Free local CSV audit helper — Sven Hermeson

# Free local CSV audit helper

A small no-signup Python helper that lets a prospect audit a CSV on their own machine before sending anything to Sven Hermeson or any other service provider.

## Why this exists

For the $99 CSV cleanup + workflow automation pilot, prospects should not paste or upload sensitive data just to find out whether a file has obvious cleanup problems.

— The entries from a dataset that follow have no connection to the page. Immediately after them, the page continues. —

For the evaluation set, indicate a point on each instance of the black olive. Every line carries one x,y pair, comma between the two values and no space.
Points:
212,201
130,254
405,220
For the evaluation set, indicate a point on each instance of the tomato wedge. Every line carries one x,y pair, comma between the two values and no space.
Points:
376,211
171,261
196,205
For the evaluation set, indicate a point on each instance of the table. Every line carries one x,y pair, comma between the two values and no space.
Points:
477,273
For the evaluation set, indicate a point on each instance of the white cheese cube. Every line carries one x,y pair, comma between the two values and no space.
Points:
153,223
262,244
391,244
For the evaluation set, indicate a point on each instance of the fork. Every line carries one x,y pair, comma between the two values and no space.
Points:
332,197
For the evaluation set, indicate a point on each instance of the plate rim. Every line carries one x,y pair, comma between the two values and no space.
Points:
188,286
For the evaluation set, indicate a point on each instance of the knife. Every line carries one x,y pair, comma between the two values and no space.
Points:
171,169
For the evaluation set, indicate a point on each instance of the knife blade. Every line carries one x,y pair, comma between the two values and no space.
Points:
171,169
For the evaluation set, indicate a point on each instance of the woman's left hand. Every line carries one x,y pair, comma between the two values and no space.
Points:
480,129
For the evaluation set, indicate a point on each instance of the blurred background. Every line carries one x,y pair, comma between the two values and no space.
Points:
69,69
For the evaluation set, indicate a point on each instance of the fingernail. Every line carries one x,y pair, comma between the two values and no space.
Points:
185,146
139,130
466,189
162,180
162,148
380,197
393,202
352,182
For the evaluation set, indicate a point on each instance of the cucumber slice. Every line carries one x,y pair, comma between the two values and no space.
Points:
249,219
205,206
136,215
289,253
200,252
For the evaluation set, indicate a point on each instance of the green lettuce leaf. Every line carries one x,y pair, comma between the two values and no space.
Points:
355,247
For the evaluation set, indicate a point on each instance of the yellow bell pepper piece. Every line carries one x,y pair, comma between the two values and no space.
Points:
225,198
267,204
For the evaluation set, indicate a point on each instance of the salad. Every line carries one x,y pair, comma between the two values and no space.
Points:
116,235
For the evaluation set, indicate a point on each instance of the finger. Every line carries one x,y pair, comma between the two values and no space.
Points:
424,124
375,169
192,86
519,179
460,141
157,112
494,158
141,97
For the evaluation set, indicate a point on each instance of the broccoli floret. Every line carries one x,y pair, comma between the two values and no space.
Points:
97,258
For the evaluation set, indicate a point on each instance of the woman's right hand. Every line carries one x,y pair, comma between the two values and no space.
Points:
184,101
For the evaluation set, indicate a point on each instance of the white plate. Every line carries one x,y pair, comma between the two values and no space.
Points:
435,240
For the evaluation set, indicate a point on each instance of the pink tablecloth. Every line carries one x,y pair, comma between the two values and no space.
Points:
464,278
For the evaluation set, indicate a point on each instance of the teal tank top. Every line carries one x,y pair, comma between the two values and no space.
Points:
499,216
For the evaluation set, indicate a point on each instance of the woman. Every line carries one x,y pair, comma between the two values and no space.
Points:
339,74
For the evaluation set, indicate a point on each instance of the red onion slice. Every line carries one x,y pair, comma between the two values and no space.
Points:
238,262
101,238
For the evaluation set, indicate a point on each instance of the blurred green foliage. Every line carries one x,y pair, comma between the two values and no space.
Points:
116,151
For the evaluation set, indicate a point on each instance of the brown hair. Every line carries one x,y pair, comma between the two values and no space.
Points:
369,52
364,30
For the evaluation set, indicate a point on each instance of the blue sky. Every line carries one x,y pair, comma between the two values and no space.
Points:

This helper gives them a local first pass:

- row and normalized-column counts
- duplicate key groups for fields like `email` or `sku`
- rows missing required fields
- columns with high blank rates
- a short suggested cleanup plan

It uses only Python's standard library and does not upload data.

## Demo command

```bash
python3 csv_audit.py sample_contacts.csv --dedupe email --required name,email --json sample_audit.json
```

Sample output:

```text
CSV Audit Summary
=================
File: sample_contacts.csv
Rows: 5
Columns (6): name, email, company, phone, last_contacted, notes
Duplicate groups found: 1
Rows missing required fields: 1
High-blank columns:
- notes: 2 blank (40.0%)
Suggested cleanup plan:
- Review 1 duplicate key group(s) before import or outreach.
- Fix or exclude 1 row(s) missing required fields.
- Check high-blank columns; remove unused fields or fill important values.
```

## Safe-use notes

- Run it locally on a copy of your file.
- Do not send secrets, payment data, regulated data, or highly sensitive customer records through temporary intake channels.
- For professional cleanup, share only a tiny redacted sample first.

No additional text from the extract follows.